Bharatiya Nritya Kala Mandir, Patna
- Interactive map of Bharatiya Nritya Kala Mandir, Patna
- Address: Frazer Road, Patna - 800001 patna India

Construction
- Opened: 1963

= Bharatiya Nritya Kala Mandir =

The Bharatiya Nritya Kala Mandir (lit. 'Indian Dance Arts Temple') is an arts and crafts museum and a multi-purpose cultural centre located in Patna, in the capital of Bihar, India.

==History==
The foundation stone for the institution of art was laid on 8 December 1950. Established by Padmashri Hari Uppal, a master in Manipuri and Kathakali dance forms, it was officially opened in 1963.

==Overview==
The building contains dance and drama studios, a gallery space, and an art museum. The programme of performances ranges from theatre, to live music, comedy, dance, visual art, spoken word and children's events.

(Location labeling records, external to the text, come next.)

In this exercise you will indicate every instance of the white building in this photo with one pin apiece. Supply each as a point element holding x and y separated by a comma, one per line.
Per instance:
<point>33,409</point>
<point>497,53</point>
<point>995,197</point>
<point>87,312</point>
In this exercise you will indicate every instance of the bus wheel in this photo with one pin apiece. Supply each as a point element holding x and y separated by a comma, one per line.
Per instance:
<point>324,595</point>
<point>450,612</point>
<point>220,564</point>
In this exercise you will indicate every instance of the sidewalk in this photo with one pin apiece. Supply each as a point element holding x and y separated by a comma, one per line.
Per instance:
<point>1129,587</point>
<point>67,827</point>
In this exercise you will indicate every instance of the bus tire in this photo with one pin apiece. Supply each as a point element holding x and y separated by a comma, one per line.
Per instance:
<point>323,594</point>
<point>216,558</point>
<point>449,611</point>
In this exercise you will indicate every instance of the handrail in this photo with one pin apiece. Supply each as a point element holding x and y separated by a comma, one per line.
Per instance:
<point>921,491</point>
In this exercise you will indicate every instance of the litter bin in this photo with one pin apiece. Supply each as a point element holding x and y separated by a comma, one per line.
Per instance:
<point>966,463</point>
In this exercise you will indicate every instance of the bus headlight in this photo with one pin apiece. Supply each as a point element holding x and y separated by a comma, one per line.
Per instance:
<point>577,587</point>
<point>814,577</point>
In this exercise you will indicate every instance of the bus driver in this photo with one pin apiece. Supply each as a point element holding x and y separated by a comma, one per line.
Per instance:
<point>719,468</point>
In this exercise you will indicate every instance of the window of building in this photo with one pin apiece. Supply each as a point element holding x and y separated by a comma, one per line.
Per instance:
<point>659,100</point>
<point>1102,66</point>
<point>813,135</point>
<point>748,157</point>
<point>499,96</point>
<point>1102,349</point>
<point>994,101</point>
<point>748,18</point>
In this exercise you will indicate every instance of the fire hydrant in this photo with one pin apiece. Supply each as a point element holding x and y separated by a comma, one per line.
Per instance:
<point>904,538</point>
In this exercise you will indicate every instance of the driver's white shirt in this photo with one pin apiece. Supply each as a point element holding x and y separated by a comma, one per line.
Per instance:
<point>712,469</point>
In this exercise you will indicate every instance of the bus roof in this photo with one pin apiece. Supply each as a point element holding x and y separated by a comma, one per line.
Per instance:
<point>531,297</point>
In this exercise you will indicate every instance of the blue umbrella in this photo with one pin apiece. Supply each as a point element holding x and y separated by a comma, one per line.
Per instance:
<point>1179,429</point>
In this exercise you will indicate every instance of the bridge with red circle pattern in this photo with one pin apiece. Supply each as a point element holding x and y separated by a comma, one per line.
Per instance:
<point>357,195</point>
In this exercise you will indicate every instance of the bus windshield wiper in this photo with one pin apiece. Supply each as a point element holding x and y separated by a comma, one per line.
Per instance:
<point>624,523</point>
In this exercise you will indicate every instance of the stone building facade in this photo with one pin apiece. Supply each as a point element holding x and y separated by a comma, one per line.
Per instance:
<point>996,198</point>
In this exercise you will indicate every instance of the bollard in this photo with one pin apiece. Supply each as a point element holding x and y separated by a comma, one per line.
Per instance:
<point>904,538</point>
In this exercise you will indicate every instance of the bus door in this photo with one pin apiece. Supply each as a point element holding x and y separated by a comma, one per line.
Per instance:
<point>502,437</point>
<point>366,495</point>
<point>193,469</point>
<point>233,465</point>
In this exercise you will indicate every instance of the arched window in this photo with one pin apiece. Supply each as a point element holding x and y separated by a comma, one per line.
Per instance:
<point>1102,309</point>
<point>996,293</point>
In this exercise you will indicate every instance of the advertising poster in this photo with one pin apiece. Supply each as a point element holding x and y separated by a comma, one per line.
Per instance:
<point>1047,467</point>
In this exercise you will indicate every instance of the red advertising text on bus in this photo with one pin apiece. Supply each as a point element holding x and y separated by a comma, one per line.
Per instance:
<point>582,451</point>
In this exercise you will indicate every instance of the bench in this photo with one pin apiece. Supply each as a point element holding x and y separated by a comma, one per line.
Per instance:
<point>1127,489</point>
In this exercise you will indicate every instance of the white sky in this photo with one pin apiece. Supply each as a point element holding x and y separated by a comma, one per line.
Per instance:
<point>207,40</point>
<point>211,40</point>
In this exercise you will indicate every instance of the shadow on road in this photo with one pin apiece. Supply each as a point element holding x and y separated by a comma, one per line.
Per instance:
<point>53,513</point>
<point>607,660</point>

The art museum showcases a wide range of elements of antiquity. The items on display include terracotta, jewelry, metal objects, stone sculptures, stone tools, pottery, musical instruments, wooden palki, textiles and masks dated between 500 B.C. and A.D. 500. The dance instructors teach Odissi, Bharatnatyam, Kathak, folk dance, etc.